Dans l’imaginaire collectif, le nomade est d’abord un simple individu. Étymologiquement parlant, le terme  » nomade  » désigne le membre d’une tribu de bergers itinérants : un mélange de  » nomas  » ( » le pastoral « ) et de  » odos  » ( » la route « ) en grec ancien, pour décrire ceux qui changent de lieu en fonction du rythme des saisons en emportant avec eux leurs biens matériels. Un nomade n’accumule pas.

Cette simplicité n’est pas une vision simpliste du monde : le nomade historique est non seulement un protecteur, mais aussi un grand empathique envers les personnes extérieures à sa tribu.

Un protecteur d’abord, car il comprend son lien nécessaire avec la nature. Nuire à la nature est contraire à l’éthique du nomade. Les compétences utilisées pour survivre en respectant la nature sont transmises aux générations suivantes : ce devoir de mémoire est une valeur centrale du nomadisme. C’est pourquoi la communauté est au cœur d’une société errante : la tribu comme plate-forme pour répartir le travail et transmettre les connaissances. Les meilleurs nomades, ceux qui survivent, sont ceux qui excellent dans ces deux domaines.

D’autre part, les nomades sont compatissants. La violence est un mal nécessaire, mais elle n’est pas amplifiée par leur nature humaine. Au contraire, les nomades limitent la violence à leurs besoins fondamentaux de survie : se nourrir ou se protéger. Tuer des animaux, par exemple, exclut toute agressivité pour devenir une activité sociale (partage d’un repas) et spirituelle (échange entre la nature et l’homme).
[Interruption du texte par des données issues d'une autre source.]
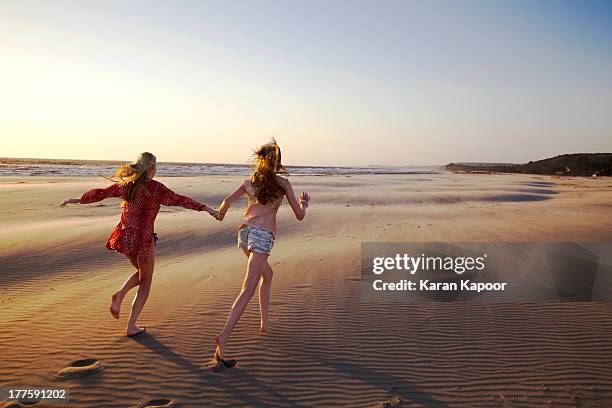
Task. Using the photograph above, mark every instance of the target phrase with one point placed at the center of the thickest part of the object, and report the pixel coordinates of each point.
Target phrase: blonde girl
(134, 236)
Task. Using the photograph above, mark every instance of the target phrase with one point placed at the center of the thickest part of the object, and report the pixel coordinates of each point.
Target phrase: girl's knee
(267, 275)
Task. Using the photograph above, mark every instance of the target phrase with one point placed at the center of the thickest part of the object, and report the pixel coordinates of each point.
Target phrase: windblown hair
(267, 165)
(133, 175)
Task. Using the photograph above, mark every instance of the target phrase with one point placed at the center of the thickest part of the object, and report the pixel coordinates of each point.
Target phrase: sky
(335, 82)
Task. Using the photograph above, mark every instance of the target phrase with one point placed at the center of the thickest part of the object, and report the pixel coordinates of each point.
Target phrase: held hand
(213, 213)
(70, 201)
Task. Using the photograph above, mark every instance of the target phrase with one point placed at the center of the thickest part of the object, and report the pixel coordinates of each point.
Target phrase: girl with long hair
(134, 236)
(265, 190)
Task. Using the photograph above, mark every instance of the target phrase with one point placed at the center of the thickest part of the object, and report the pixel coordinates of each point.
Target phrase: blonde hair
(133, 175)
(266, 166)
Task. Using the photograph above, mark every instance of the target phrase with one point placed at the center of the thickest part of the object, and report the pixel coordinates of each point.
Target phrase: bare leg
(255, 266)
(131, 282)
(145, 269)
(264, 298)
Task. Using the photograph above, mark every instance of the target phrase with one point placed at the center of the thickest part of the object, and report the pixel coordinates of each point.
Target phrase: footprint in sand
(80, 368)
(216, 365)
(157, 403)
(393, 402)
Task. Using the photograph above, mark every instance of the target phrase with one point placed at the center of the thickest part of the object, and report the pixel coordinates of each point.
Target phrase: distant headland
(575, 164)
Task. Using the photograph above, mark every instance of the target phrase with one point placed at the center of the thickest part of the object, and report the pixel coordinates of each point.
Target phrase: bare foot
(133, 331)
(220, 346)
(265, 327)
(116, 305)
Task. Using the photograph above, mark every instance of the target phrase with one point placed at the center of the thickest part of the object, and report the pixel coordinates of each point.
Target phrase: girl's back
(261, 215)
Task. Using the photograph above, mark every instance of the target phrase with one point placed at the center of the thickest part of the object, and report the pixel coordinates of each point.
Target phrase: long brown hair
(267, 165)
(134, 175)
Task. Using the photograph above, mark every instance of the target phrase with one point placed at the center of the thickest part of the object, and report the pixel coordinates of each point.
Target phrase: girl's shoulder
(153, 184)
(282, 180)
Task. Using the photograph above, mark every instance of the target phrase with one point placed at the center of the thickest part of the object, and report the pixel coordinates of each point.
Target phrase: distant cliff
(577, 164)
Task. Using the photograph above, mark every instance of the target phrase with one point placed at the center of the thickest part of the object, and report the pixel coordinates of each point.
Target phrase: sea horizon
(41, 167)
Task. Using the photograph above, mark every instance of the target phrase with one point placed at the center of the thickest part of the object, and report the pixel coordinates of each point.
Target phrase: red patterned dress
(133, 235)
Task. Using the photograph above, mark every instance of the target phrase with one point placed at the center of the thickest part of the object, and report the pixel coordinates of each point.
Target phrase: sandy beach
(329, 349)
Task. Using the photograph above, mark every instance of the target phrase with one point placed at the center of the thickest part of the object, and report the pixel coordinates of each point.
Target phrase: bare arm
(229, 200)
(298, 206)
(95, 195)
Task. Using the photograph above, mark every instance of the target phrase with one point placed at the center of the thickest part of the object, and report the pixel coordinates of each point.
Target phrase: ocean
(16, 167)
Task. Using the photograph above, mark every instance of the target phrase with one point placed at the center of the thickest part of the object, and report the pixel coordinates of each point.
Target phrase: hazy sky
(336, 82)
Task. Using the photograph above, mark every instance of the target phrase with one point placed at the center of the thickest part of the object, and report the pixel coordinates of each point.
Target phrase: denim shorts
(255, 239)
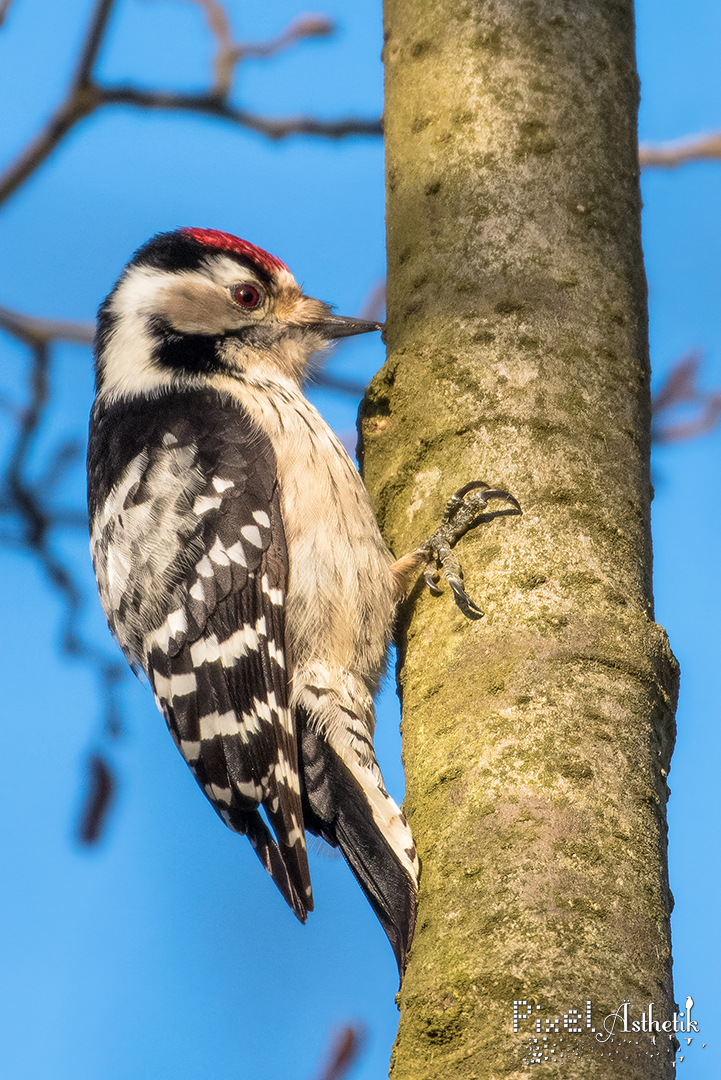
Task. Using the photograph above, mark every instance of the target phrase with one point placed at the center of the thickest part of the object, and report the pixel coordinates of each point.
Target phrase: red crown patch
(226, 242)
Si l’on revient au sens étymologique, on peut observer combien les populations nomades sont également têtues.  » Rien n’est plus immobile qu’un nomade, rien ne voyage moins qu’un nomade  » dit Deleuze : les nomades sont ancrés à un territoire et tournent autour de celui-ci de manière saisonnière. En effet, leur savoir est lié à ce territoire. Le nomade ne voyage pas, au sens moderne du terme.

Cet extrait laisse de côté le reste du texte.